Mungkin hal inilah yang mendasari bagaimana investasi China merambah demikian massive di benua Afrika. Contra flow kedua dalam tulisan ini menunjukkan bahwa segmentasi investasi mutlak dilakukan bila kita tetap mau melakukan ekspansi modal ke negara lain yang nota benen juga mempunyai banyak pilihan investasi dari negara lain. Pilihan menggunakan teknologi tepat guna dan low cost ditambah dengan faktor kemudahan dalam 'barter' investasi, sehingga 'tawaran' yang diajukan oleh China lebih reasonable dibandingkan dengan kompetitor (investor) lainnya.

Keunggulan lainnya bahwa China secara budaya dan kontinental tidak terlalu jauh berbeda dengan Afrika. Faktor kemiripan sejarah masa lalu yang juga sama-sama merasakan akibat penjajahan -- hal mana sebagian besar negara-negara Afrika adalah merupakan daerah bekas jajahan bangsa Eropa. Stigma para penjajah akan mengeksploitasi hasil bumi dari daerah jajahan tentunya tidak begitu saja dilupakan oleh bangsa-bangsa yang pernah mengalami penjajahan itu sendiri. Meskipun tidak dapat dipungkiri posisi tawar negara yang low technology and capital dapat di'kendalikan' oleh negara yang berposisi sebagai investor.

Pendekatan low cost dan kemudahan pembayaran (bisa barter - red) juga diiringi dengan pembuktian bahwa bangsa China merupakan bangsa yang bisa bekerja sama dengan negara manapun dengan overhead yang rendah bila hal yang sama dilakukan oleh pihak barat misalnya. Dalam suatu wawancara BBC TV dengan pekerja China yang mengerjakan proyek infrastruktur di salah satu negara Afrika -- sang kontraktor menjelaskan bahwa mereka bekerja sangat disiplin dan keras. Mereka jarang berinteraksi (inklusif) dengan penduduk lokal mengingat sifat pekerjaan mereka yang sangat dikejar target. Namun dengan teknologi IT saat ini -- kerinduan pekerja China terhadap keluarganya di kampung halaman yang berjarak ribuan mil dapat diatasi.
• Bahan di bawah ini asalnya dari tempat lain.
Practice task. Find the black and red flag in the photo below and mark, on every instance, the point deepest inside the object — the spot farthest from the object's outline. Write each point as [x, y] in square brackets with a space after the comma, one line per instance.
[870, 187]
Adalah hal yang mungkin saja terjadi bila ada pengusaha swasta nasional atau BUMN RI yang mendapatkan kontrak pembangunan mega proyek (infrastruktur) di negara-negara Afrika atau Arab yang menyedot tenaga kerja profesional yang banyak. Bukan tidak mungkin juga bila contra flow investment ini juga dimanfaatkan oleh Indonesia, maka suatu saat kita akan banyak mengekspor tenaga-tenaga ahli konstruksi yang teruji dari segi kualitas dan tentunya dengan effective cost yang bersaing. Daripada kita mengeksport TKI atau TKW yang low quality dan tentunya low protection (safety and regulation), alangkah baiknya mindset ekspor tenaga kerja dibuat perencanaan yang strategis (per kawasan atau G to G) dengan negara yang membutuhkan capital atau manpower dari Indonesia.

Bila China saja mampu melakukannya, kenapa Indonesia tidak bisa? Yang membedakan antara China dengan Indonesia adalah Yin dan Yang. China tidak saja piawai dalam membaca peluang dan memanfaatkannya, sedangkan Indonesia masih melihat ada treatment pada setiap opportunity yang ada. Saatnya kita harus melihat opportunity meskipun ada treatment di hadapan kita.